Nio has international credentials. Li noted that as well as being listed in New York, more than three-quarters of the company’s investors came from outside China.
His criticism of US protectionism highlights the uncertainty over foreign market access for Chinese companies, just as a clutch of rising EV makers, including BYD, Xpeng and Li Auto, are aggressively expanding overseas.
Exports have become increasingly important for Chinese EV companies. The domestic car market — the world’s biggest — has been extremely competitive since Musk sparked a price war last year in a bid to chase market share.
Last week, Nio joined a group of Chinese carmakers and Tesla in a pledge to enhance “core socialist values” and compete fairly after Beijing directed the industry to rein in the months-long price war.
However, access to the US is complicated by high tariffs on vehicles from China. There is also uncertainty over access to subsidies and the treatment of Chinese-branded vehicles and China-made EV components under Joe Biden’s Inflation Reduction Act, which is aimed at boosting domestic manufacturing and cutting American economic dependency on China.
“Chinese consumers have a wide range of [new energy vehicles] to choose from. Why can’t these products be enjoyed by US consumers as well?” Li said.
While Nio has yet to export a single car to the US, it faces growing competition at home. The company delivered 23,520 vehicles in the second quarter in China. Its share in the domestic market for pure electric cars and plug-in hybrids shrank to 1.3 per cent from 2.3 per cent in the first quarter.
Nio recorded a net loss of $699.5mn and a gross margin of 1.5 per cent in the first three months of the year, compared with a loss of $281.2mn and a margin of 14.6 per cent in the first quarter of 2022. Following analyst criticism of its cash burn rate as it tried to boost sales, the company secured a $740mn investment in June from Abu Dhabi-backed CYVN Holdings.
Li’s call for improved US market access comes as China is expected to overtake Japan as the world’s biggest car exporter this year after taking the second spot from Germany last year.
Given the barriers to selling cars to Americans, Nio and its fellow Chinese EV makers are focusing their efforts on Europe, where new emissions rules are incentivising a rapid switch to EVs from the internal combustion engine.
Nio last year began deploying battery swap stations across the region, where vehicles batteries can be removed and swapped out for fresh ones instead of recharged in a process that takes just minutes. It is targeting close to 1,000 such stations by 2025.

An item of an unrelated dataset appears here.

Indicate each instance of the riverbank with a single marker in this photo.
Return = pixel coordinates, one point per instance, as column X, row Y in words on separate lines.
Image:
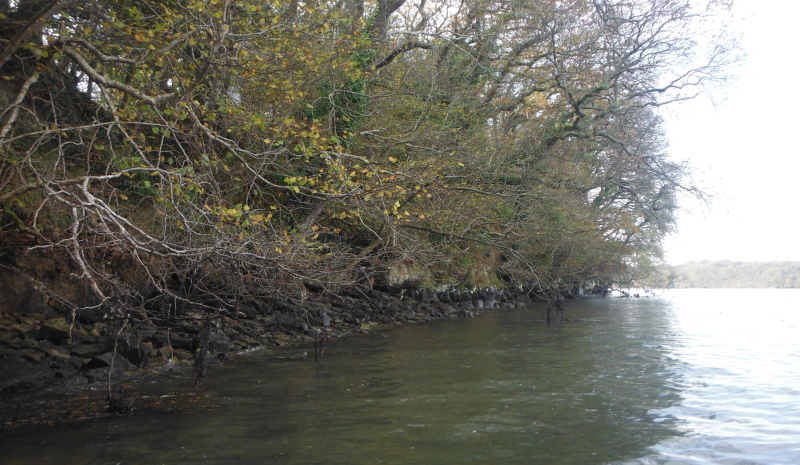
column 53, row 370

Li is betting that technology and services will be a key point of difference from legacy carmakers, which are already struggling to keep up with Tesla. Among premium services popular with middle-class Chinese consumers are free designated drivers and shared office spaces, as well as free repairs.
Li also hit back at perceptions that the company’s success in China — and the decline of some foreign rivals — has been driven by rising patriotism among younger Chinese consumers.
“Chinese consumers are just like consumers everywhere around the world, they focus on quality,” he said, warning that foreign brands failing to keep pace with Chinese innovation would end up in a “dangerous situation”.